May 9, 2012
East Asian buyers purchase wheat, soy as prices drop
Due to the recent downward correction in prices and to cover their needs before any rebound due to tight supply, East Asian buyers are aggressively buying grain, particularly corn and soy, both for milling and animal feed use, trading executives and analysts said Tuesday (May 8).
Buyers in South Korea and Taiwan alone purchased close to 400,000 tonnes of grains Tuesday through tenders, and trading executives said deals involving a few hundred thousand tonnes were finalised privately so far this week, in countries such as Indonesia, China and Japan.
Most active July soy futures on the Chicago Board of Trade, which was near a four-year high above US$15/bushel at the end of April, has eased and is now trading around US$14.67/bushel. CBOT July corn and wheat contracts are now trading around US$6.27 and US$6.18/bushel respectively, down from US$6.3425 and US$6.5425/bushel in end-April.
South Korea's wheat buyers were active in both milling and animal feed wheat markets. A consortium of South Korean flour mills purchased a 36,100-tonne cargo of Australian wheat from Cargill for September 1-15 shipment.
The mills purchased a 70:30% blend of Australian Premium White and Australian Noodle Wheat around US$267/tonne, free on board, and Australian Hard grade around US$284/tonne, FOB, traders said.
Separately South Korean flour mills also bought two US wheat cargoes of 23,000 tonnes each from Mitsui and United Grain, respectively, taking total purchases to more than 82,000 tonnes.
In the deal with Mitsui, US Soft White grade with 9.5% and 8.5% protein, Hard Red Winter grade with 11.5% protein and Northern Spring grade with 14% protein at US$247.14/tonne, US$256.34/tonne and US$321.81/tonne, free-on-board, for shipment between July 20 and August 20.
South Korea's Major Feed mill Group purchased two cargoes totalling 112,000 tonnes optional origin feed wheat around US$272.30/tonne, basis cost and freight. It purchased one cargo from Cargill for arrival by September 10 and another from Mitsubishi for arrival by September 15, traders said.
Last week, South Korea's Feed Leaders Committee had purchased 55,000 tonnes optional origin feed wheat from Concordia at US$274.26/tonne, C&F, for arrival by September 25.
"Global wheat supply is ample but prices can still be driven up by corn and soy," said a trader in Seoul.
"The major expansion in US corn plantings is at the mercy of weather and even if the output shows a big rise, the incremental demand from China will neutralise part of the gains," said an executive with a Singapore-based commodities brokerage.
A large part of the US soy crop that will be harvested in August has already been booked by importers due to the South American drought, he said.
The Kaohsiung and Taichung branches of Taiwan's Breakfast Soy Procurement Association, both separately purchased a 60,000-tonne Brazilian soy cargo each from Marubeni and Concordia respectively for shipment between June 26 and July 10.

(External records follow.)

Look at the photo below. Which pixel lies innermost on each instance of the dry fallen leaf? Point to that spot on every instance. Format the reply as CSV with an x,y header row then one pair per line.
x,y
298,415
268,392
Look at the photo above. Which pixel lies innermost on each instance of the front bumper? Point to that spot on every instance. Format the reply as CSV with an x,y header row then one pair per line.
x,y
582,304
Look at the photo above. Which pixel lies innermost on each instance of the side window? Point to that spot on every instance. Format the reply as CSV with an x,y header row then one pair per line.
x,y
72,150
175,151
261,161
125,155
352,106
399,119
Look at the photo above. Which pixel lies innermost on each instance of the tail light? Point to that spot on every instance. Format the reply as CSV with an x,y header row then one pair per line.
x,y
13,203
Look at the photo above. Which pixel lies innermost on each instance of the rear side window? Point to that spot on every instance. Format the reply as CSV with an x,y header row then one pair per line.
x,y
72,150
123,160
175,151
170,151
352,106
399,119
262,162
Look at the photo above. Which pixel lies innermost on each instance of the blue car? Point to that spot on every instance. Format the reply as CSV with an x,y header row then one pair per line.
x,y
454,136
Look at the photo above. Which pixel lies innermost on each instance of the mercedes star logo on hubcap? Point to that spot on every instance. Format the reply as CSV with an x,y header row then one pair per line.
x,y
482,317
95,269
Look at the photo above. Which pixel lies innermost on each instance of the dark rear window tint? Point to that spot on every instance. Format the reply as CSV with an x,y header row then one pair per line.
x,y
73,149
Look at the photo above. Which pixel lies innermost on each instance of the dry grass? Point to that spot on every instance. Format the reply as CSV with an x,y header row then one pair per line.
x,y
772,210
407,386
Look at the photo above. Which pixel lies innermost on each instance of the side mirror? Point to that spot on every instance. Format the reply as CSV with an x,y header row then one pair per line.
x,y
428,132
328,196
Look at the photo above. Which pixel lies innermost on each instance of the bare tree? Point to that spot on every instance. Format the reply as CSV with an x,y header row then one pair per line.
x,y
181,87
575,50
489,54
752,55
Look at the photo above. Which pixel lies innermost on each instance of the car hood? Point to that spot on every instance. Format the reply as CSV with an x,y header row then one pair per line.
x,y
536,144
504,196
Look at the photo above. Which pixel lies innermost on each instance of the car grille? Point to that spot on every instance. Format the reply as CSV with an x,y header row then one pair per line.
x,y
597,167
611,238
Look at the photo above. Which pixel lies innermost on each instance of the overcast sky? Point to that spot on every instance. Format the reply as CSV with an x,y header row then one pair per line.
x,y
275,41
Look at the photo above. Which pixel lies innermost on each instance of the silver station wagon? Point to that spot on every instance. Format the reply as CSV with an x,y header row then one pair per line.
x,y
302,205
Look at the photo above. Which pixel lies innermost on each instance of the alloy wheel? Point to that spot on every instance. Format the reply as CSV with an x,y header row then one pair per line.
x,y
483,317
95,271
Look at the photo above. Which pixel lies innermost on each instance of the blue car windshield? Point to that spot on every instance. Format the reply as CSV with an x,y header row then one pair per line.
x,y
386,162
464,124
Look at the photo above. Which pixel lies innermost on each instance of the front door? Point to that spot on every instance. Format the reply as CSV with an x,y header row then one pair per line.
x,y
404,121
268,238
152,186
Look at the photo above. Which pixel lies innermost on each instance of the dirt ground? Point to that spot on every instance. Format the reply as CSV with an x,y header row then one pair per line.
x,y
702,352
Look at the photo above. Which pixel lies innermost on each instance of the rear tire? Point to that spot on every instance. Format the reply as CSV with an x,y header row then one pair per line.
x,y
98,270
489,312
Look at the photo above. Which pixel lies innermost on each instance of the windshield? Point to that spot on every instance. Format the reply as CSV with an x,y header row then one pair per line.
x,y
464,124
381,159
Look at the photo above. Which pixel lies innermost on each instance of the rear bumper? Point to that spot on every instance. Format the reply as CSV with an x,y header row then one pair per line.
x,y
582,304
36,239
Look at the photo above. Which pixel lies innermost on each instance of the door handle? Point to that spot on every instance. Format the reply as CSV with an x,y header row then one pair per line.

They bought the cargo at a US$3.333-a-bushel and US$3.2521/bushel premium over the CBOT November soy futures contract, C&F.
Importers are making purchasing benchmarked on CBOT November futures even though the shipment will be in June-July because the contract is trading around a US$1.13/bushel discount to the July contract. The November contract represents US new crop soy, which are now being planted and will then be available for export.
South Korea's MFG bought 60,000 tonnes South American soymeal from Glencore around US$524/tonne, C&F, for September 10 arrival.
Friday, Glencore had sold 55,000 tonnes South American soymeal to South Korea's largest feed miller, Nonghyup Feed Inc., around US$527/tonne.